- Food & Drink
Today is a day of purges. Or, at least, it is the day before a day of purges. One final fry-up and a fistful of painkillers to deal with last night’s excess and then tomorrow, tomorrow the diet will begin. Tomorrow there will be jogging.
Nothing says penitence like a bowl of gruel. There’s asceticism in every watery spoonful. Classically, it’s made from groats; hulled cereals you can still buy from bird food specialists. But my urge for edible punishment doesn’t allow for shipping time, and gruel knows no limits.
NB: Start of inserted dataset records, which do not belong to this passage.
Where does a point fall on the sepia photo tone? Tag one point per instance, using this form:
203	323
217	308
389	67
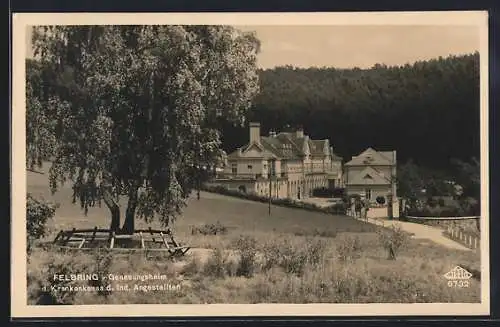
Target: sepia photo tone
202	163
You can make gruel from most grasses and grains.
In A Plain Cookery Book For The Working Classes (pub. 1852), Charles Elmé Francatelli advises that “In the absence of groats, oatmeal furnishes the means of making excellent gruel.” To serve, he suggests sweetening it with sugar or eating with salt and butter. Sugar would be a wicked indulgence, so I’ve followed his recipe and finished it with savoury seasonings. Enjoy.
2 tbsp porridge oats (approximately 15g)
1 tsp butter (approximately 5g)
1 Mix the oats with 150ml cold water and set aside. Bring 450ml water to the boil in a pan, then add the oats, their water and a pinch of salt. Bring back to the boil, reduce the heat and cook at a rolling simmer for 20 minutes, stirring frequently.
2 Taste the gruel and season with more salt and some pepper, if liked. Pour into a warm bowl and top with the butter. Let the butter melt, stir to mix and eat.
If you’re wondering what this gruel tastes like, it’s a lot like the Mongolian milk tea but worse. Much, much worse. If ever there’s a time to give thanks that you weren’t born into a life of grinding poverty, it’s when you’re faced with a bowl of gruel.